I’m planning on “updating” 15.4 by installing 15.5 offline from the DVD, then replacing each user’s directory in /home with their current 15.4 version. This saves having to painfully re-configure each user’s desktop environment, package configurations, etc.

The installation process will be configured to reformat all partitions except /user without changing anything else, but otherwise run the installation as though it’s a new one.

P.S. When the system freezes during a systemd update I suspect it’s waiting forever to acquire a lock on the RPM package, whether it’s being run from the GUI or the CLI, but why this should make the whole system completely unresponsive I don’t know. However I guess it lends mild support to the possibility of hardware problems.

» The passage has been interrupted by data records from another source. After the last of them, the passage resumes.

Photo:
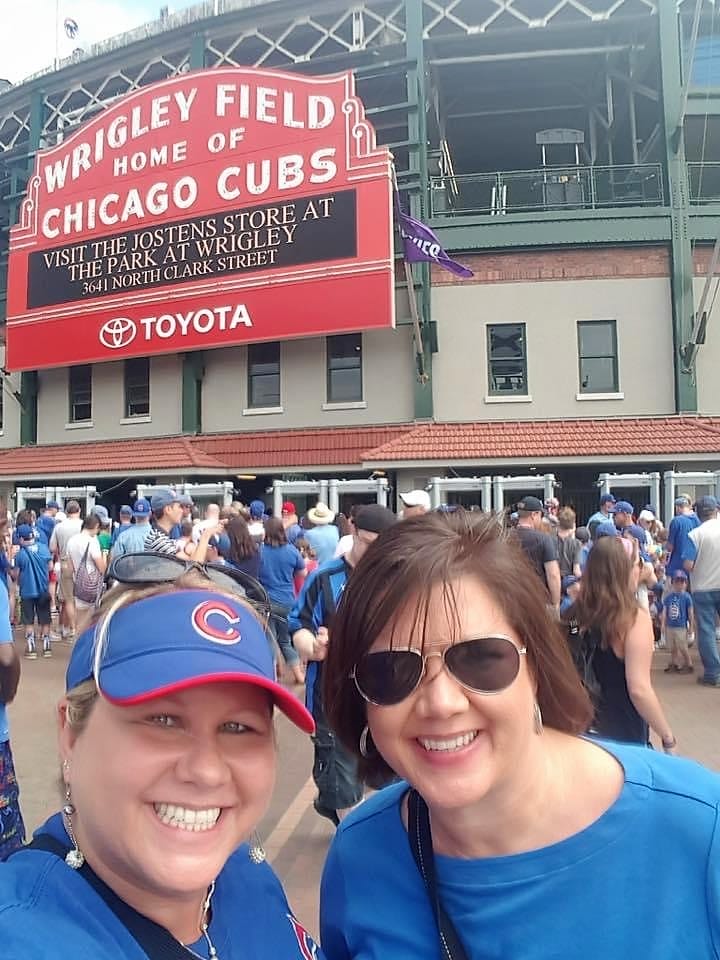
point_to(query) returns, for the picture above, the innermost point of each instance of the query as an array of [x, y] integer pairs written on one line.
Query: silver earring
[[73, 858], [256, 853], [537, 718], [365, 739]]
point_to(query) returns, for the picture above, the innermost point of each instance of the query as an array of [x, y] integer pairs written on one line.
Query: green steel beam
[[681, 260], [197, 51], [29, 381], [193, 371], [544, 229], [417, 132], [28, 407]]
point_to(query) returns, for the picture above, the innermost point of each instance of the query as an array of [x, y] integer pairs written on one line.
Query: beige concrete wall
[[108, 411], [387, 386], [550, 310], [10, 433], [708, 356]]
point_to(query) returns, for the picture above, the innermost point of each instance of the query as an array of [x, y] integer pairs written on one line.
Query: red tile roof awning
[[598, 439], [208, 454]]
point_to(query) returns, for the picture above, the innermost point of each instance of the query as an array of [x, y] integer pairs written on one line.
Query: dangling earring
[[256, 853], [365, 739], [537, 718], [73, 858]]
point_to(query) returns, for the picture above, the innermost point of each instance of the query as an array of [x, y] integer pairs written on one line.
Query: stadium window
[[507, 359], [137, 387], [344, 368], [597, 356], [80, 393], [264, 375]]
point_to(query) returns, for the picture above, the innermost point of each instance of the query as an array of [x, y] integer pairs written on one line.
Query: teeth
[[185, 819], [455, 744]]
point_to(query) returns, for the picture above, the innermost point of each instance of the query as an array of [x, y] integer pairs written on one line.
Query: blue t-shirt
[[642, 881], [323, 540], [278, 566], [34, 576], [48, 912], [5, 637], [44, 526], [678, 531], [677, 607]]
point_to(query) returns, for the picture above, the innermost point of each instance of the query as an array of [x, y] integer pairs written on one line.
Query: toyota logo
[[118, 333]]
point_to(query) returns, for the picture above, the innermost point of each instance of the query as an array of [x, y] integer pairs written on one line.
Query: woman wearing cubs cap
[[168, 763]]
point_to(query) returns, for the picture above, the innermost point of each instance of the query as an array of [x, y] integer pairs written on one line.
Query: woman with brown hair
[[617, 638], [510, 832], [244, 551]]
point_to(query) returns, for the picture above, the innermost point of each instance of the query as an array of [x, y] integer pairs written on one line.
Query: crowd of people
[[489, 677]]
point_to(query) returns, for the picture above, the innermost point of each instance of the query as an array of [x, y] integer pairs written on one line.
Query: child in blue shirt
[[32, 571], [678, 619]]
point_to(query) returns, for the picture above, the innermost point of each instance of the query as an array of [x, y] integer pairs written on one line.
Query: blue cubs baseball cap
[[174, 641], [141, 507], [606, 529]]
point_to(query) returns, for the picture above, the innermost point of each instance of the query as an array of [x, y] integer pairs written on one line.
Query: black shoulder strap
[[155, 940], [420, 839]]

You may want to check the drive. Anything can happen: Weihnachtsbescherung | Karl Mistelberger.

Drive checks

  1. smartctl

erlangen:~ # smartctl -t long /dev/sdb
smartctl 7.4 2023-08-01 r5530 [x86_64-linux-6.5.9-1-default] (SUSE RPM)
Copyright (C) 2002-23, Bruce Allen, Christian Franke, www.smartmontools.org

=== START OF OFFLINE IMMEDIATE AND SELF-TEST SECTION ===
Sending command: "Execute SMART Extended self-test routine immediately in off-line mode".
Drive command "Execute SMART Extended self-test routine immediately in off-line mode" successful.
Testing has begun.
Please wait 12 minutes for test to complete.
Test will complete after Sun Nov 12 09:24:01 2023 CET
Use smartctl -X to abort test.
erlangen:~ # 
  1. dd
erlangen:~ # dd if=/dev/sdb of=/dev/null bs=4M status=progress
63984107520 bytes (64 GB, 60 GiB) copied, 417 s, 153 MB/s
15264+1 records in
15264+1 records out
64023257088 bytes (64 GB, 60 GiB) copied, 417.298 s, 153 MB/s
erlangen:~ # 

File system checks

Check allocated space

  1. fsck
erlangen:~ # btrfs check --force /dev/sdb
Opening filesystem to check...
WARNING: filesystem mounted, continuing because of --force
Checking filesystem on /dev/sdb
UUID: 78383e24-1ed7-45ad-9a6b-65b8b98b93c2
[1/7] checking root items
[2/7] checking extents
[3/7] checking free space tree
[4/7] checking fs roots
[5/7] checking only csums items (without verifying data)
[6/7] checking root refs
[7/7] checking quota groups
found 35480035328 bytes used, no error found
total csum bytes: 33686488
total tree bytes: 985071616
total fs tree bytes: 904445952
total extent tree bytes: 42057728
btree space waste bytes: 142133594
file data blocks allocated: 41277497344
 referenced 41277435904
erlangen:~ # 
  1. block checksums
erlangen:~ # btrfs scrub start /dev/sdb
scrub started on /dev/sdb, fsid 78383e24-1ed7-45ad-9a6b-65b8b98b93c2 (pid=22465)
erlangen:~ # 
erlangen:~ # btrfs scrub status /dev/sdb
UUID:             78383e24-1ed7-45ad-9a6b-65b8b98b93c2
Scrub started:    Sun Nov 12 09:38:27 2023
Status:           finished
Duration:         0:05:53
Total to scrub:   33.96GiB
Rate:             98.51MiB/s
Error summary:    no errors found
erlangen:~ # 
  1. rewrite everything

Start balance

erlangen:~ # btrfs balance start --full-balance /Sandisk
erlangen:~ # 

Check status:

erlangen:~ # btrfs balance status /Sandisk
Balance on '/Sandisk' is running
32 out of about 36 chunks balanced (33 considered),  11% left
erlangen:~ # 

A drive which passes all of the above is a prerequisite for smooth upgrades and maintenance.